Back Street (1961)
6/10
Classic Susan Hayward tear-jerker
15 August 2018
Warning: Spoilers
Depending on which version of Back Street you watch first, that will be the one you stick with and compare all the others to. It's a very powerful and romantic story, and with great acting in all three versions, it's easy to become attached. I saw the original 1932 version first, with Irene Dunne and John Boles, so I'm partial to the way they handled the story. If you start with the 1961 version, starring Susan Hayward and John Gavin, you'll be in for a real treat!

John Gavin, a returning soldier from WWII, sees Susan Hayward at a dance and thinks she's very pretty. Not hard to believe that; Suzy's beautiful. Their next encounter is at a hotel. Susan's an aspiring fashion designer and naively believes a bigwig will look at her sketches if she goes to his hotel room. While she's never struck me as being particularly book smart, she's always seemed to have street smarts, so it's a little odd that she's so stupid at the beginning of this movie. John rescues her from an unsavory situation, and over a late night cup of coffee, they fall in love.

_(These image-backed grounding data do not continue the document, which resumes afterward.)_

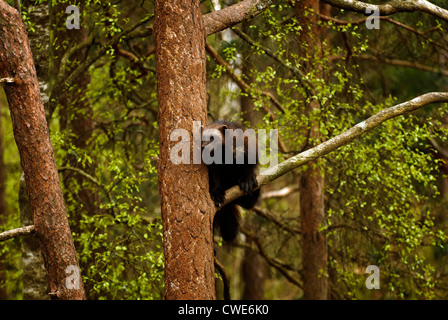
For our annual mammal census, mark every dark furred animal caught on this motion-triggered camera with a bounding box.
[202,120,260,242]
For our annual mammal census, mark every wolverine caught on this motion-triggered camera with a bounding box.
[202,120,260,242]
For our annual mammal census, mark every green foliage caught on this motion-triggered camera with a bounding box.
[49,44,163,298]
[207,0,448,299]
[1,0,448,300]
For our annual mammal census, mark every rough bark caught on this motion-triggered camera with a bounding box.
[0,101,7,299]
[203,0,275,36]
[19,175,48,300]
[296,0,328,300]
[154,0,215,300]
[0,1,84,300]
[20,0,51,300]
[21,1,50,111]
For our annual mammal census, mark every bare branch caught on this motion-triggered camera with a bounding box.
[0,77,14,84]
[48,14,153,120]
[0,225,35,242]
[358,54,448,77]
[221,92,448,206]
[205,41,286,114]
[204,0,275,36]
[321,0,448,23]
[260,186,299,199]
[214,256,231,300]
[429,137,448,159]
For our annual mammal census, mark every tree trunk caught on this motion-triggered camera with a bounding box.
[20,174,48,300]
[154,0,215,299]
[296,0,328,300]
[0,101,7,299]
[19,0,51,300]
[0,2,85,300]
[240,29,267,298]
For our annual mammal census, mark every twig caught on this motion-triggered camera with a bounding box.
[14,0,20,14]
[251,206,301,234]
[0,225,35,242]
[205,41,286,115]
[232,27,311,91]
[58,166,112,204]
[358,54,448,77]
[241,227,302,288]
[49,14,154,119]
[429,137,448,159]
[205,41,289,153]
[0,77,14,84]
[214,256,231,300]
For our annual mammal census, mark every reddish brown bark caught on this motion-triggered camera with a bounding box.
[296,0,328,300]
[0,99,7,299]
[203,0,274,36]
[154,0,215,299]
[0,2,84,300]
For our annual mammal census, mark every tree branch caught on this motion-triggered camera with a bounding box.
[0,77,14,84]
[205,41,286,114]
[358,54,448,77]
[48,14,153,120]
[214,256,231,300]
[204,0,275,36]
[221,92,448,206]
[0,225,35,242]
[321,0,448,23]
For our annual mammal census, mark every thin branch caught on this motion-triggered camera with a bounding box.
[358,54,448,77]
[205,41,286,114]
[49,14,154,119]
[252,205,301,234]
[221,92,448,207]
[214,256,231,300]
[241,227,302,288]
[204,0,275,36]
[319,14,448,53]
[205,41,289,153]
[0,77,14,84]
[429,137,448,159]
[321,0,448,23]
[58,166,112,204]
[14,0,20,14]
[0,225,35,242]
[232,27,313,94]
[260,186,299,199]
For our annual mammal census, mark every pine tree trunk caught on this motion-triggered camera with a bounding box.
[154,0,216,300]
[0,2,84,300]
[0,102,7,299]
[19,0,50,299]
[296,0,328,300]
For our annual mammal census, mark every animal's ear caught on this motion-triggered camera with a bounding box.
[218,124,228,133]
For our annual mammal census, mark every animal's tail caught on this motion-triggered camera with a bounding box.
[213,204,241,242]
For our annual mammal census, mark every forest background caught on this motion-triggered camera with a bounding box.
[0,0,448,300]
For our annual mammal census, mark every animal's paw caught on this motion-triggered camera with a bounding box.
[238,175,258,194]
[210,188,225,207]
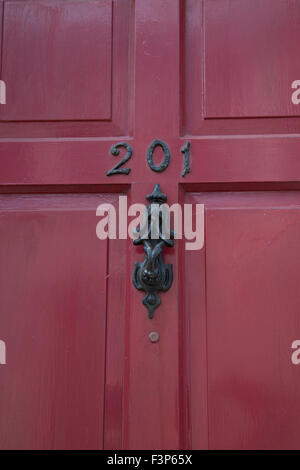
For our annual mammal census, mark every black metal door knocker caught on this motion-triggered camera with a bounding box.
[132,184,174,318]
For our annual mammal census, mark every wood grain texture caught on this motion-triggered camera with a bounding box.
[184,0,300,135]
[0,194,126,449]
[1,1,112,120]
[0,0,131,137]
[186,192,300,449]
[205,0,300,118]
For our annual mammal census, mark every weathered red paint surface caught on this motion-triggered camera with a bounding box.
[0,0,300,450]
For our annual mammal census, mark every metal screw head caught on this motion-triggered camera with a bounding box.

The title of Back Street means that their love affair has to be hidden and stashed away in the back streets, the bad part of town where mistresses are more common than respectable girls. In the original version, the married man sets his love up in an apartment, pays her expenses, and she sacrifices her entire life waiting for the times he can sneak away from his family. Irene Dunne has no friends and no job. In the Susan Hayward version, she's portrayed as living an extremely fulfilling life, almost like she's the one having John Gavin on the side. She has a busy and eventful life in the fashion industry that takes her to Europe and provides her with a wonderful income. It's a deviation from the original story, but the movie is still a tearjerker. It's a Susan Hayward movie-of course you're going to cry! Rent it if you like Love Affair or An Affair to Remember, and get ready for another classic Susan Hayward melodrama.